British scientists using human stem cells say they have found out how antidepressants make new brain cells -- a finding that should help drug researchers develop better and more efficient medicines to fight depression.
Previous studies have shown that antidepressants such as tricyclics and selective serotonin reuptake inhibitors (SSRIs) generate new brain cells, but until now scientists had not been clear how they did it.
In a study published in the journal Molecular Psychiatry that used Pfizer's Zoloft and other antidepressants, researchers from King's College London's Institute of Psychiatry found that the drugs regulate the glucocorticoid receptor (GR) -- a key protein involved in the stress response.
The study also showed that all types of antidepressant are dependent on the GR to create new cells, the scientists said.
"Having identified the glucocorticoid receptor as a key player in making new brain cells, we will now be able to use this novel stem cell system to model psychiatric illnesses in the laboratory, test new compounds and develop much more effective, targeted antidepressant drugs," said Christoph Anacker, a doctorate student at the IoP who led the study.
Depression is common, affecting some 121 million people worldwide, according to the World Health Organization. It is among the leading causes of disability worldwide and less than 25 percent of sufferers have access to effective treatments.

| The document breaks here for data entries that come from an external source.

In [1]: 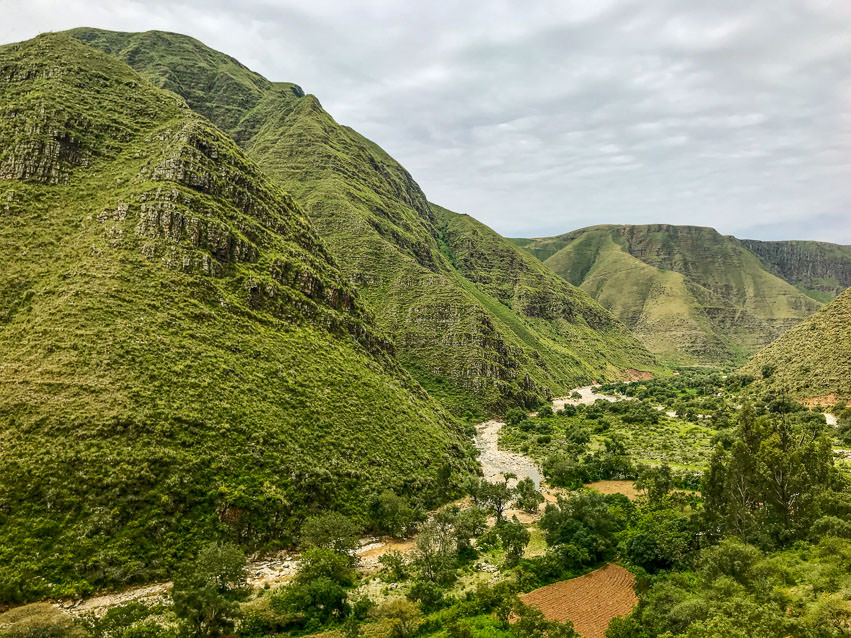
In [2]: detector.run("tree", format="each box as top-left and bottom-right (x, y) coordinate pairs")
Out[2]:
(496, 516), (531, 567)
(479, 480), (514, 523)
(514, 476), (544, 513)
(375, 598), (423, 638)
(702, 405), (835, 544)
(635, 463), (674, 504)
(505, 408), (529, 425)
(414, 521), (455, 584)
(369, 490), (424, 537)
(453, 507), (488, 555)
(270, 547), (354, 628)
(301, 512), (361, 560)
(171, 543), (246, 637)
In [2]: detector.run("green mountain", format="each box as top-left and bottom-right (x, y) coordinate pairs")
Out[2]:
(0, 34), (474, 601)
(739, 239), (851, 303)
(742, 288), (851, 405)
(514, 225), (819, 365)
(72, 29), (655, 412)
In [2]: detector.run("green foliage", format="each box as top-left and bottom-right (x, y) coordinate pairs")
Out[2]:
(524, 224), (824, 366)
(414, 521), (457, 585)
(0, 603), (86, 638)
(540, 491), (633, 569)
(171, 543), (246, 637)
(606, 539), (851, 638)
(72, 29), (656, 415)
(514, 477), (544, 513)
(301, 512), (361, 556)
(495, 516), (531, 567)
(703, 403), (838, 545)
(270, 547), (355, 631)
(367, 490), (425, 537)
(741, 289), (851, 403)
(82, 603), (178, 638)
(0, 34), (475, 602)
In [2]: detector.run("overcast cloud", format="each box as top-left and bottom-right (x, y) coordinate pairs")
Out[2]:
(5, 0), (851, 244)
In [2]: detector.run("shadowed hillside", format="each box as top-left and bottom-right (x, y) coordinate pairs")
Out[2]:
(515, 225), (819, 365)
(0, 34), (473, 600)
(72, 29), (655, 411)
(742, 288), (851, 405)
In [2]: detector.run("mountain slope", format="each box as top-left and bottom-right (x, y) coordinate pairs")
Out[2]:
(739, 239), (851, 302)
(0, 34), (473, 601)
(742, 288), (851, 404)
(515, 225), (819, 365)
(72, 29), (652, 411)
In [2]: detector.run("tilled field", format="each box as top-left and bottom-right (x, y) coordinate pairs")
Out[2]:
(521, 565), (638, 638)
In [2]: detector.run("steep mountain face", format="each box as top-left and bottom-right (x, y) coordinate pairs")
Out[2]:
(739, 239), (851, 302)
(0, 34), (474, 600)
(515, 225), (819, 365)
(742, 288), (851, 405)
(431, 204), (657, 398)
(72, 29), (653, 411)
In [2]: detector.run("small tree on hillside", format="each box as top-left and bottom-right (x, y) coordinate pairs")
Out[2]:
(514, 476), (544, 513)
(301, 512), (361, 559)
(171, 543), (246, 638)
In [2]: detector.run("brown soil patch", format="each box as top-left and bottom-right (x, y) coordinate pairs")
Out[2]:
(585, 481), (639, 501)
(520, 565), (638, 638)
(621, 368), (653, 381)
(798, 392), (839, 408)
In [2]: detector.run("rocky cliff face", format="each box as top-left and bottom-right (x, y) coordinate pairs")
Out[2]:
(0, 34), (475, 604)
(72, 29), (654, 412)
(739, 239), (851, 301)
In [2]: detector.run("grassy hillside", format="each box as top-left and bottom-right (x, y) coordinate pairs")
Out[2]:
(740, 239), (851, 303)
(431, 204), (657, 390)
(515, 225), (819, 365)
(0, 34), (480, 601)
(72, 29), (652, 411)
(742, 288), (851, 404)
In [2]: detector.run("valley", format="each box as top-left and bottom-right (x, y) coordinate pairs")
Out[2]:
(0, 17), (851, 638)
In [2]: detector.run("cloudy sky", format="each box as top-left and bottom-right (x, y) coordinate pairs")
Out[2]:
(5, 0), (851, 244)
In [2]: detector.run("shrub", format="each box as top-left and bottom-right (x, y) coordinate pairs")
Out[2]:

Recent studies have demonstrated that depressed patients show a reduction in a process called neurogenesis -- the development of new brain cells. Researchers believe this reduced neurogenesis may contribute to the debilitating psychological symptoms of depression, such as low mood or impaired memory.
Anacker's team used human hippocampal stem cells, the source of new cells in the human brain, to investigate the effects of antidepressants on brain cells in a lab dish.
They treated the cells with Zoloft, known generically as sertraline -- an SSRI used to treat depression.
The SSRI class also includes Eli Lilly's Prozac and GlaxoSmithKline's Paxil. Carmine Pariante, who worked with Anacker on the study, said the findings would also hold true for a newer class of antidepressants known as serotonin and norepinephrine reuptake inhibitors (SNRIs), which include Pfizer's Effexor and Eli Lilly's Cymbalta.
"For the first time in a clinically relevant model, we were able to show that antidepressants produce more stem cells and also accelerate their development into adult brain cells," Anacker said in a statement about the findings.
"We discovered that a specific protein in the cell, the glucocorticoid receptor, is essential for this to take place," he explained. "The antidepressants activate this protein which switches on particular genes that turn immature stem cells into adult brain cells."
Pariante said it might be some time before new types of antidepressants could be developed to the stage of testing in patients, but he reckoned it could happen within five years.
"We have some tools with which we can probe the glucocorticoid receptor but... we don't yet have a drug which is ready to be tested. What we do have, however, is a specific target on which drug companies... can dedicate their attention," he said in a telephone interview.